Da Mail & Guardian del 19/07/2006
Originale su http://www.mg.co.za/articlePage.aspx?articleid=278114

Somali government: Islamists are plotting to attack us

Baidoa, Somalia - Somalia's prime minister accused the lawless nation's powerful Islamist movement on Wednesday of planning to attack the seat of the weak transitional government, raising already heightened tensions.

Prime Minister Ali Mohamed Gedi said Muslim militia had moved to within 40km of the government's base in Baidoa, north-west of Mogadishu, and intended to strike the town in violation of a truce.

The Islamists furiously denied the charge, but allowed that forces loyal to Supreme Islamic Council of Somalia (SICS), which seized the capital from a United States-backed warlord alliance last month after fierce battles, were near Baidoa.

Gedi said "several" Islamic fighters with around 30 battlewagons -- machine gun-mounted pick-ups also known as "technicals" -- had positioned themselves in the town of Buurhakana, south-east of Baidoa, and were plotting an attack.
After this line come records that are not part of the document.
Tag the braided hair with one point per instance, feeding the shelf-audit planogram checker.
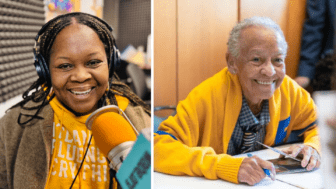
(40, 89)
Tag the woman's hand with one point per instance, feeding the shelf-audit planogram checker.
(251, 170)
(311, 158)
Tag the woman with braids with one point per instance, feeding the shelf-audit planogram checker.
(43, 138)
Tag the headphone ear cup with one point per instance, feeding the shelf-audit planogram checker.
(115, 61)
(42, 69)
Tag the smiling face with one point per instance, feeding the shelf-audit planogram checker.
(78, 68)
(260, 65)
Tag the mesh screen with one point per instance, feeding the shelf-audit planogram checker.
(134, 23)
(20, 21)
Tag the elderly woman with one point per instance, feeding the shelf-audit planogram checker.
(250, 100)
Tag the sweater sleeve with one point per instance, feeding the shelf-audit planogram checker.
(182, 147)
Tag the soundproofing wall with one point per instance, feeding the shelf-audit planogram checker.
(20, 21)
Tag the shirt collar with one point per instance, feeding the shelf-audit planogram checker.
(247, 118)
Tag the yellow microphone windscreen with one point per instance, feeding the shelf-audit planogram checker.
(111, 129)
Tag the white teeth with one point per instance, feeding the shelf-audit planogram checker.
(265, 82)
(81, 92)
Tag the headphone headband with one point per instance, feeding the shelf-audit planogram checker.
(42, 30)
(41, 65)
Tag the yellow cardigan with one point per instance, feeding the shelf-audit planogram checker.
(194, 142)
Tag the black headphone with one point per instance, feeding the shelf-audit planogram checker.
(41, 65)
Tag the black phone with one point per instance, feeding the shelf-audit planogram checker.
(287, 165)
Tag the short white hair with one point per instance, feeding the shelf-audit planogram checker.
(234, 43)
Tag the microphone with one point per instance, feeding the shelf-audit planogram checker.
(128, 151)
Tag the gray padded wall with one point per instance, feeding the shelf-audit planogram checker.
(20, 21)
(134, 23)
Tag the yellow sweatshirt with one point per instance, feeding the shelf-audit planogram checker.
(194, 142)
(70, 141)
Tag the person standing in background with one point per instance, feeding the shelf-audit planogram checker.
(318, 38)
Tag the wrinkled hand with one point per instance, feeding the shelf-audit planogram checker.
(311, 158)
(251, 170)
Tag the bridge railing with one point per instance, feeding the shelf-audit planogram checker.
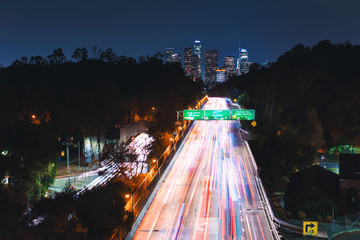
(142, 193)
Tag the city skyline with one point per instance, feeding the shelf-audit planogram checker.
(265, 29)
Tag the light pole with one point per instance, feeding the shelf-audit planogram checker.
(79, 153)
(157, 165)
(130, 196)
(67, 144)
"It's very clear they are planning to attack the transitional federal government," he said. "The national security forces are on high alert in order to protect the government, Baidoa town and people of Somalia."
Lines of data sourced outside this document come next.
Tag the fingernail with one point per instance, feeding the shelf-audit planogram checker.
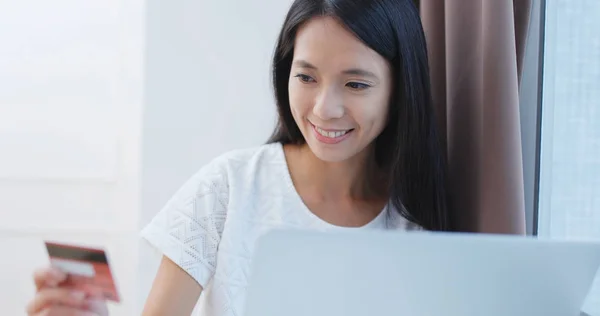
(78, 295)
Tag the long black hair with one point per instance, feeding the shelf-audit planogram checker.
(408, 150)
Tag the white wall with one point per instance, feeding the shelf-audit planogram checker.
(86, 156)
(71, 76)
(207, 91)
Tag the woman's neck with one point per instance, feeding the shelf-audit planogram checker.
(353, 179)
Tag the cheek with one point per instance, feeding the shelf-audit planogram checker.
(374, 117)
(300, 101)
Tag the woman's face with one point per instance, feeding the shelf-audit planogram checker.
(339, 90)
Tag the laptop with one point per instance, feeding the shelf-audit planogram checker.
(302, 273)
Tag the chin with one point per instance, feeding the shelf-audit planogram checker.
(331, 154)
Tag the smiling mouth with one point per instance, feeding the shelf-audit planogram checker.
(332, 134)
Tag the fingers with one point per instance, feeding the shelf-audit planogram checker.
(56, 296)
(48, 277)
(97, 306)
(64, 311)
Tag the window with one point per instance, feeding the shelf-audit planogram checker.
(569, 179)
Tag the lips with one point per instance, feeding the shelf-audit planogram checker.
(331, 136)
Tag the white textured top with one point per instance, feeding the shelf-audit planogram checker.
(210, 226)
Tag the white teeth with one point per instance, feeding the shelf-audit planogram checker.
(331, 134)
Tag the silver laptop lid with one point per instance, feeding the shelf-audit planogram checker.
(299, 273)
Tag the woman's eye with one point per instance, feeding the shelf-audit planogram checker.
(357, 86)
(305, 78)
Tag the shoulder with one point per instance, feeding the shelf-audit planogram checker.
(242, 163)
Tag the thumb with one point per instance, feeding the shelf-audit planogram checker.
(97, 306)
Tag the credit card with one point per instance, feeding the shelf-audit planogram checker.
(87, 268)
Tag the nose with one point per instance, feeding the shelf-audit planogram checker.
(329, 105)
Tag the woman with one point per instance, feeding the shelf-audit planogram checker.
(356, 147)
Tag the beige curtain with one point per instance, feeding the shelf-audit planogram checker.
(476, 51)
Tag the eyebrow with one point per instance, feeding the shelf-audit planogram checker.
(352, 71)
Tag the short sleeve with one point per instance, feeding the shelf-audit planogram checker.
(188, 228)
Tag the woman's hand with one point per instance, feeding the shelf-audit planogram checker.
(53, 298)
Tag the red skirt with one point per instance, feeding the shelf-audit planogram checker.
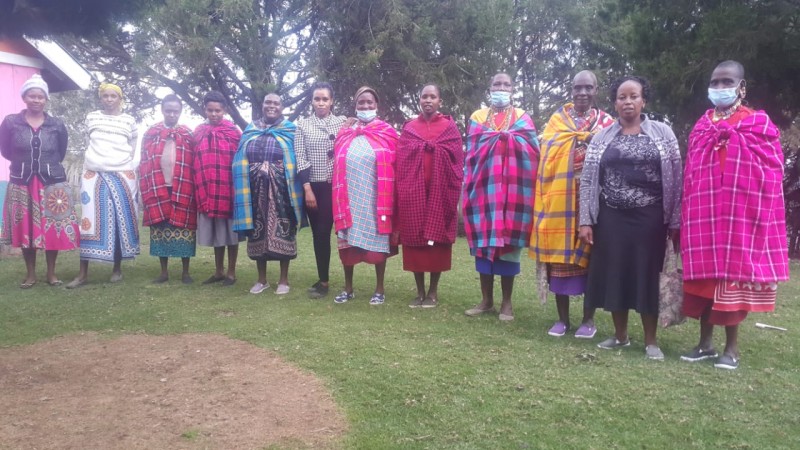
(698, 299)
(429, 258)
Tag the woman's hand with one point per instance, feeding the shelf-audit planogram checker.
(311, 200)
(675, 236)
(585, 234)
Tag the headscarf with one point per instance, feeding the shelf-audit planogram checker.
(35, 81)
(113, 87)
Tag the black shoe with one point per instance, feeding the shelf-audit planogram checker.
(698, 354)
(319, 291)
(314, 287)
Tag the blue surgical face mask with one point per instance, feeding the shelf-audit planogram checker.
(366, 115)
(722, 97)
(501, 99)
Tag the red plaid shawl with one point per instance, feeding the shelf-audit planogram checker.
(213, 160)
(180, 209)
(499, 176)
(383, 139)
(434, 218)
(733, 222)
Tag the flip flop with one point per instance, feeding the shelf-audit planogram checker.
(76, 283)
(214, 279)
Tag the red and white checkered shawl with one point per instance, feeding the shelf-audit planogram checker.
(179, 209)
(433, 217)
(215, 146)
(383, 139)
(733, 222)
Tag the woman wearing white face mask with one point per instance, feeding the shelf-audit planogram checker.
(501, 160)
(363, 193)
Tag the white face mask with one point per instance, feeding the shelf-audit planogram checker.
(367, 115)
(501, 99)
(722, 97)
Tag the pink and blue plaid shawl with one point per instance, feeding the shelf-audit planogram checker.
(733, 221)
(499, 176)
(383, 139)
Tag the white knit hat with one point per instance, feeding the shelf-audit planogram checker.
(35, 81)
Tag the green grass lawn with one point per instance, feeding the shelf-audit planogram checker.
(410, 378)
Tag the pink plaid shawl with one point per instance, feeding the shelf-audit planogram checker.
(499, 175)
(383, 139)
(733, 222)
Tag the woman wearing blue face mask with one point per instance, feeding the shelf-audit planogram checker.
(363, 193)
(500, 168)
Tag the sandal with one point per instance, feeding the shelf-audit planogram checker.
(214, 279)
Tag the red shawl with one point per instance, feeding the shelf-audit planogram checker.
(179, 209)
(213, 162)
(429, 213)
(383, 139)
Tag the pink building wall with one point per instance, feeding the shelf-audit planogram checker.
(11, 80)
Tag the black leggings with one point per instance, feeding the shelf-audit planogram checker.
(321, 224)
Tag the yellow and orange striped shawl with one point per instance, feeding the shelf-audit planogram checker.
(555, 210)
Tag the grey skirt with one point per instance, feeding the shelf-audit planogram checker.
(216, 232)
"They arrived in Buurhakana last night and their movement continues," Gedi told Agence France-Presse (AFP) in an interview. "They are going back and forth, most probably bringing in arms."
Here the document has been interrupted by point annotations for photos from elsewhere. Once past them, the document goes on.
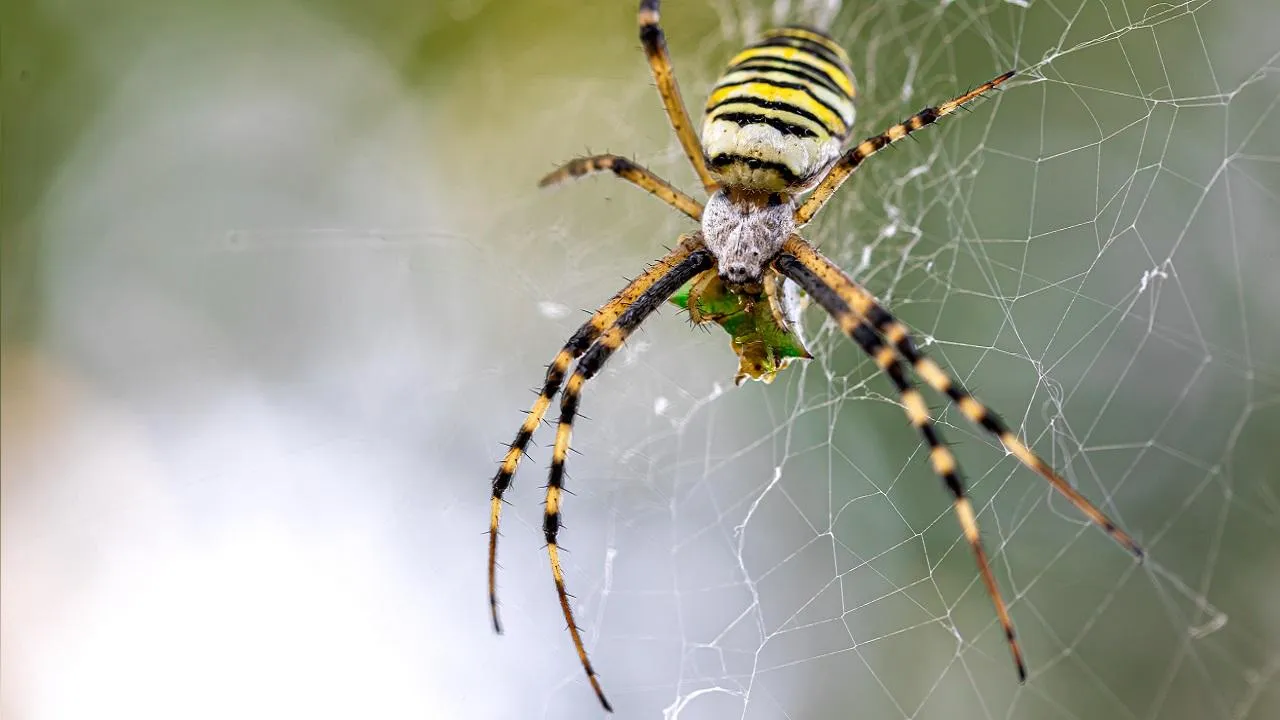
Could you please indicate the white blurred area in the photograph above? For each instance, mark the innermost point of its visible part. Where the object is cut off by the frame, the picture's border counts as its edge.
(201, 516)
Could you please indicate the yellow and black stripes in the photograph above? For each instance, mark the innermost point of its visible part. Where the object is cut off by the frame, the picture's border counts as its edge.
(865, 305)
(556, 372)
(918, 413)
(865, 149)
(630, 172)
(654, 42)
(781, 112)
(586, 368)
(987, 419)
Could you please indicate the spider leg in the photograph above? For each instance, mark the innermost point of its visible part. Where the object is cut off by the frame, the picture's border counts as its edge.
(635, 174)
(918, 413)
(556, 372)
(855, 155)
(586, 368)
(659, 62)
(865, 306)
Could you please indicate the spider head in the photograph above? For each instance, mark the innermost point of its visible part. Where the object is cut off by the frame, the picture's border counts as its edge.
(745, 231)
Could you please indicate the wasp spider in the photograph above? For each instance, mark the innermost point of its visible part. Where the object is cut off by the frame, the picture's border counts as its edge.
(772, 154)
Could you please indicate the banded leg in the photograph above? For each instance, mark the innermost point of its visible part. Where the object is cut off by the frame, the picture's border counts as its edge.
(865, 306)
(918, 413)
(556, 372)
(855, 155)
(630, 172)
(592, 361)
(654, 42)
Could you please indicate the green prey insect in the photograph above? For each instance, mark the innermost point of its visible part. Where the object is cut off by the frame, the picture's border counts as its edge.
(763, 327)
(772, 153)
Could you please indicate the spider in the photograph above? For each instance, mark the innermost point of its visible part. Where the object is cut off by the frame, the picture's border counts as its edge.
(772, 154)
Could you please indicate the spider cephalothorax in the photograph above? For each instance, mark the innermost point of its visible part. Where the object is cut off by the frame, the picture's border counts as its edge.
(745, 229)
(775, 130)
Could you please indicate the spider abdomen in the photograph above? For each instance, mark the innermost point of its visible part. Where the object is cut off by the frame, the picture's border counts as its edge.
(781, 113)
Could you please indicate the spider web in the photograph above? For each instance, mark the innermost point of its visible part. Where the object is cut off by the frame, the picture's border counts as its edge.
(1078, 250)
(245, 454)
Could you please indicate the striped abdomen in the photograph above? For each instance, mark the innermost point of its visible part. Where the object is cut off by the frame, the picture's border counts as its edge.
(781, 113)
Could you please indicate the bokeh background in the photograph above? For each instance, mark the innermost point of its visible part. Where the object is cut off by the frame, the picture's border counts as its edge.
(277, 279)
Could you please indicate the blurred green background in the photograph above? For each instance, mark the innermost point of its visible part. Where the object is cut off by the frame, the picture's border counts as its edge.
(275, 281)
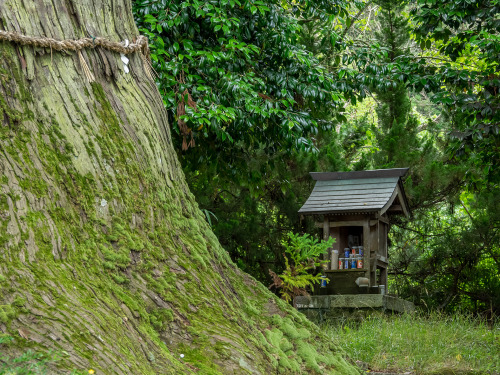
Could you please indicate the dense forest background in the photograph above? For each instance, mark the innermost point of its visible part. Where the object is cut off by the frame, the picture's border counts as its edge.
(260, 93)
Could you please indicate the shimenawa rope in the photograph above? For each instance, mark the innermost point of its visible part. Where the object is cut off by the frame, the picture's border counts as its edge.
(140, 45)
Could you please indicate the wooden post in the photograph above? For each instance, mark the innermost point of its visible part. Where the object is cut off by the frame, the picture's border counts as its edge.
(326, 236)
(367, 249)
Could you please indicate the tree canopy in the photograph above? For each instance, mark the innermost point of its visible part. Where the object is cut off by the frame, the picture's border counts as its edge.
(262, 92)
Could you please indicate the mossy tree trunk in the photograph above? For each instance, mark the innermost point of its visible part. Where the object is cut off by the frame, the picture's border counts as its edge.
(104, 254)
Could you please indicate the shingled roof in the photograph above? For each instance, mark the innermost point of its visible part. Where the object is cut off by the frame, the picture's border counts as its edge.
(357, 192)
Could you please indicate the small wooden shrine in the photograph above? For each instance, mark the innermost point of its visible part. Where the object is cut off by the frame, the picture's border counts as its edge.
(356, 208)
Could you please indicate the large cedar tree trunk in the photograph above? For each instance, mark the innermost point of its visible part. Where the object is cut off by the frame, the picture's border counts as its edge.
(104, 254)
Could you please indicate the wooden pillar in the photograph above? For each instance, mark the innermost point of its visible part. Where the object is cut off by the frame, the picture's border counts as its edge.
(383, 277)
(367, 250)
(326, 236)
(326, 228)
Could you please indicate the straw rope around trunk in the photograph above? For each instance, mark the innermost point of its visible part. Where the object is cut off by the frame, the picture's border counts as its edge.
(140, 45)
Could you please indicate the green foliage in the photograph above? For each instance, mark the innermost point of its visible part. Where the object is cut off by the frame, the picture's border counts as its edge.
(304, 252)
(235, 72)
(466, 78)
(420, 343)
(28, 363)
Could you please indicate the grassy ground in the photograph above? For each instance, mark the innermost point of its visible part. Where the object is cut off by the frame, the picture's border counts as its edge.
(421, 344)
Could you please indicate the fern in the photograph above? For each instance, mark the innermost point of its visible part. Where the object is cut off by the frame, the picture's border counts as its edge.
(304, 252)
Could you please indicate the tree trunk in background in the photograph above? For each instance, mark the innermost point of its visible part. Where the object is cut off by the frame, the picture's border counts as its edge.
(104, 254)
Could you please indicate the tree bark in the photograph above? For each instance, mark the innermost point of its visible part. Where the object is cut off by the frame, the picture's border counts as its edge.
(104, 254)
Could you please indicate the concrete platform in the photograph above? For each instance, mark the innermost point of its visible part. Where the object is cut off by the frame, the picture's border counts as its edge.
(345, 306)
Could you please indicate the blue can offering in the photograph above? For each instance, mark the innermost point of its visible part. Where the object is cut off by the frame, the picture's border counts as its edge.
(323, 281)
(347, 251)
(354, 263)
But a senior SICS cleric in Mogadishu rejected the claim, saying Islamic gunmen were in Buurhakana only to collect 135 militiamen previously loyal to the government, who defected and asked to be brought to the capital.

"We have no intentions to attack Baidoa. The allegations of the government are unfounded," the cleric told AFP. "We are consolidating our power in areas we control," he said.

"Those who defected from Baidoa requested transportation to come to Mogadishu and we are facilitating," he told AFP on condition of anonymity.

Tension between the government and Islamists has run high since the Muslim militia took control of Mogadishu in June and have since expanded their rule, challenging the authority of the largely powerless government.

The rise of the Islamists has also alarmed the west, which fears "creeping Talibanisation" in Somalia and that matters could disintegrate and further engulf the country in turmoil, potentially starting a regional conflict.

It was not immediately clear if the new development would affect Arab League-sponsored talks aimed at calming the situation, which the government agreed to on Monday after boycotting a planned weekend session in Sudan.